Teddie wavered, for all too recent events had been combining to test the metal of her emancipation. Yet disturbed as she may have been, she was not without still undrained reservoirs of courage.

“Yes, that might be better,” she finally admitted.

“I shall be up within an hour,” was the crisp ultimatum with which the brief colloquy was concluded.

And Teddie, reverting to her pretense of working, felt more than ever alone in the world. Life seemed emptier than on the day she had learned her curate had married the Chautauqua singer, emptier even than that black day when the butler, acting under orders from above-stairs, had drowned her mongrel pup for merely eating the tapestry off a library Chesterfield. And her new environment, as she stared about the high-ceilinged studio, seemed to stand as bald as that denuded Chesterfield had stood, as destitute of padded graces and relieving softnesses, an empty and ugly skeleton, a thing of obtruding bones quite barren of comfort.

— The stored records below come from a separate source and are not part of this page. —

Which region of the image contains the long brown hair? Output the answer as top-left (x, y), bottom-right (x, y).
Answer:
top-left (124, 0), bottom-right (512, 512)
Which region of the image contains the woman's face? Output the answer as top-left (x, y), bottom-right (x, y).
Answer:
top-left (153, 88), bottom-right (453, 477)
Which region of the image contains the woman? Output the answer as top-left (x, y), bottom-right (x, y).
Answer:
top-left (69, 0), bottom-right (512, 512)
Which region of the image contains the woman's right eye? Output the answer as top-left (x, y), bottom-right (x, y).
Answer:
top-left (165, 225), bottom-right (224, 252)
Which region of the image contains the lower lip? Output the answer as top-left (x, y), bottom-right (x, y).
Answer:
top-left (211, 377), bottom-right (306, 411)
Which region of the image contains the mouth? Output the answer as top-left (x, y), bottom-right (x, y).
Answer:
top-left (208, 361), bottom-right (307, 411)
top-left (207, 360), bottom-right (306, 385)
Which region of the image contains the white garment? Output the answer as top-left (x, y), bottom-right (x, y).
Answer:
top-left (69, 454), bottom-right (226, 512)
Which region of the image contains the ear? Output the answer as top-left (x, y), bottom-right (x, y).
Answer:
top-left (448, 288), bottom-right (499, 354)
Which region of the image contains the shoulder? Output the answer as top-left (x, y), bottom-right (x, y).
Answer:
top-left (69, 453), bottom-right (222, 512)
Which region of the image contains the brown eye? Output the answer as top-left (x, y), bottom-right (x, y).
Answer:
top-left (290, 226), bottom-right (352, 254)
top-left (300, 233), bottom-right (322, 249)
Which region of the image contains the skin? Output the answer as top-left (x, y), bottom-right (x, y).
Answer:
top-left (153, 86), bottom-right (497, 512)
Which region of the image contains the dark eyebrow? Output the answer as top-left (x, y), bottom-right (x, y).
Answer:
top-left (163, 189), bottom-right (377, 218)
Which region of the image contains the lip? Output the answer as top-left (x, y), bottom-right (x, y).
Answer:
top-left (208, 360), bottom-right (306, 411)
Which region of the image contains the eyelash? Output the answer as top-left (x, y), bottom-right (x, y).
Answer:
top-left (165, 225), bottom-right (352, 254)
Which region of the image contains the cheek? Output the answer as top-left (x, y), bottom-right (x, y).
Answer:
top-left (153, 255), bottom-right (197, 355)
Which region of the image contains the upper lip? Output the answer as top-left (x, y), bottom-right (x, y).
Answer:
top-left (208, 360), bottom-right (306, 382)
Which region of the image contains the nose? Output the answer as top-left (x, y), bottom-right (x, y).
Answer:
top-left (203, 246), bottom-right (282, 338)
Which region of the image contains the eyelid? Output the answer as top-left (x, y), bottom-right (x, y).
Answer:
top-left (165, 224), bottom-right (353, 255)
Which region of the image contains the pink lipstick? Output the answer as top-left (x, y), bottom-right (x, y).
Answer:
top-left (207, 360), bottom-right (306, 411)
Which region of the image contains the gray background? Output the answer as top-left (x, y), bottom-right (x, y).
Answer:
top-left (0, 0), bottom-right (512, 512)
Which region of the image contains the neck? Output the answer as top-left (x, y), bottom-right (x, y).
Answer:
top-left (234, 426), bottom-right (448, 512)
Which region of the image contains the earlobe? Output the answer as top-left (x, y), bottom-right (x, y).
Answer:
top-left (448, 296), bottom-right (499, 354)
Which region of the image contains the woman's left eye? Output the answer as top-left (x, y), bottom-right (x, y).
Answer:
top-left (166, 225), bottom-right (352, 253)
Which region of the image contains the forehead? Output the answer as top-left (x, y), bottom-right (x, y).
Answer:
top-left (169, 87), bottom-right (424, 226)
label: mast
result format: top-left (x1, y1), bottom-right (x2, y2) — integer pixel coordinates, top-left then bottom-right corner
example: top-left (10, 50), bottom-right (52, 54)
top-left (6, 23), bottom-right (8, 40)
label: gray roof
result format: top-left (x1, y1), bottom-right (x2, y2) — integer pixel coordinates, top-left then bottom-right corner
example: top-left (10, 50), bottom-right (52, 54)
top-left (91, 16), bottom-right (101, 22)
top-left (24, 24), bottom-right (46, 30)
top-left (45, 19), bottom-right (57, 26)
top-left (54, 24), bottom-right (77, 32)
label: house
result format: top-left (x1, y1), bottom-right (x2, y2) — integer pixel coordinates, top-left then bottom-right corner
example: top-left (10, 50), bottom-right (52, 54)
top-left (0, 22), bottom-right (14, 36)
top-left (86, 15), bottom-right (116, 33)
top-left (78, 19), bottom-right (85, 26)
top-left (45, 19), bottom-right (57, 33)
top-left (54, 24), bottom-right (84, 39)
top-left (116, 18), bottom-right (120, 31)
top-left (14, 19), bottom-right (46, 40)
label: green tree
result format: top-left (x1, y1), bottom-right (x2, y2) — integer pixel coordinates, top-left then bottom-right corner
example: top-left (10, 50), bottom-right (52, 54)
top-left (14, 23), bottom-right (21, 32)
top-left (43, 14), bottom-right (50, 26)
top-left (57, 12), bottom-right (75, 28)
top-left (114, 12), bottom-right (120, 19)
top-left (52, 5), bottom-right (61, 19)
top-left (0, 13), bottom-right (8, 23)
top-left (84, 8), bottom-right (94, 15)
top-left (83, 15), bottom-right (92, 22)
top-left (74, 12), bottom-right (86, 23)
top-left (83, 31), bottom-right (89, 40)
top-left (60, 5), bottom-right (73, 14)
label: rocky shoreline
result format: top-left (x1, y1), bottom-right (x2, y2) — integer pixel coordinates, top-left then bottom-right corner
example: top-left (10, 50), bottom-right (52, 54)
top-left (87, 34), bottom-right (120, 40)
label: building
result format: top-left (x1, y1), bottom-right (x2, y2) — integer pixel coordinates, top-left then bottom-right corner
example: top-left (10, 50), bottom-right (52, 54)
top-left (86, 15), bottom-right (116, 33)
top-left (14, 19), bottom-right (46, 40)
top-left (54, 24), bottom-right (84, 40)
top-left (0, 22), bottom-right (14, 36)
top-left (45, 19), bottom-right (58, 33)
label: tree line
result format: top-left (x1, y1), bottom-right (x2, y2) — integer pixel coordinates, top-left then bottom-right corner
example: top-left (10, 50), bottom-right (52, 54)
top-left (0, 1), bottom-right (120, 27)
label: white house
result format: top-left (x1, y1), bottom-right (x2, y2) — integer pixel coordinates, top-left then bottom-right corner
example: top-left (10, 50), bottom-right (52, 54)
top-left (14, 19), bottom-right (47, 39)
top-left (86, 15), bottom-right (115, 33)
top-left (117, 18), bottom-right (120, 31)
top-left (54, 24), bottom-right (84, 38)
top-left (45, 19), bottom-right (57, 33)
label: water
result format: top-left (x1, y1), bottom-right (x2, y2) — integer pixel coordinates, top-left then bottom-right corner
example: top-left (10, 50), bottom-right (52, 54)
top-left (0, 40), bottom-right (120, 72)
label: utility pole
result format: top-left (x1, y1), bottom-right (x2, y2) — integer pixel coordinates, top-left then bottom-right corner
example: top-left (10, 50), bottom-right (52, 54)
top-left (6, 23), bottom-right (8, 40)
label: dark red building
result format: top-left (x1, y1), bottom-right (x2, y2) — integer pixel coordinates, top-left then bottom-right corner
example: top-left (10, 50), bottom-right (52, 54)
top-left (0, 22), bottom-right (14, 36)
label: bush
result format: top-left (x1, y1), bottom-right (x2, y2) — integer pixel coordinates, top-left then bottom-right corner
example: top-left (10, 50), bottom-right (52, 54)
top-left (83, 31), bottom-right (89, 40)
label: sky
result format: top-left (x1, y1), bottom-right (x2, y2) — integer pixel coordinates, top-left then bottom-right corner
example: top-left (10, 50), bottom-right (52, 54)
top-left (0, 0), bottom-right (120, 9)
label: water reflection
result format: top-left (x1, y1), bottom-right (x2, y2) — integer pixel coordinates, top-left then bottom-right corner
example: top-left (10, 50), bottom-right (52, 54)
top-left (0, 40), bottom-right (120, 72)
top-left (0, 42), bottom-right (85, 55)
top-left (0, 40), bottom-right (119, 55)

It accordingly relieved Teddie not a little, when Mr. William Shotwell arrived, to find him quite urbane and fatherly, although he did seem to survey her somewhat bald-looking studio with a momentary frown of perplexity. Then, removing his pince-nez, he was at pains to remind her that he had met that estimable lady, her mother, during his activities as an officer of the Cooperative Social Settlement Society, and had dined with her equally estimable father three years before at the annual banquet of the Astronomical Club, and stood in no way ignorant of the position and prestige which her family might claim both in the Tuxedo colony and the City itself. He appeared so reluctant to come to the point, in fact, that the none-too-patient Teddie was compelled to prod him on a bit. And even then he seemed to hesitate so long that Teddie, with a sinking heart, began to wonder if Raoul Uhlan had passed away from his injuries and she was about to be indicted as a murderess.

Seeing that sharp look of distress in her eyes, the attorney for the plaintiff became more urbane than ever, and protested that from the first he had advocated adjustment of some sort, a quiet and respectable settlement out of court that would cast no reflection on a family as prominent as hers and would obviate, of course, a distressing and perhaps humiliating campaign of publicity.

“I’ll be greatly obliged,” cried Teddie, shouldered over the brink of patience, “if you’ll tell me just what you’re driving at.”

“I’m driving at this,” responded William Shotwell, with a slight evaporation of urbanity and a corresponding hardening of face-lines: “my client, Raoul Uhlan, is now under the care of a doctor, under the care of two doctors, I might add, as the result of an assault which he sustained in this studio some twenty-four hours ago.”

“Oh!” said Teddie, with the quite familiar feeling of a miscreant being called up for reproof.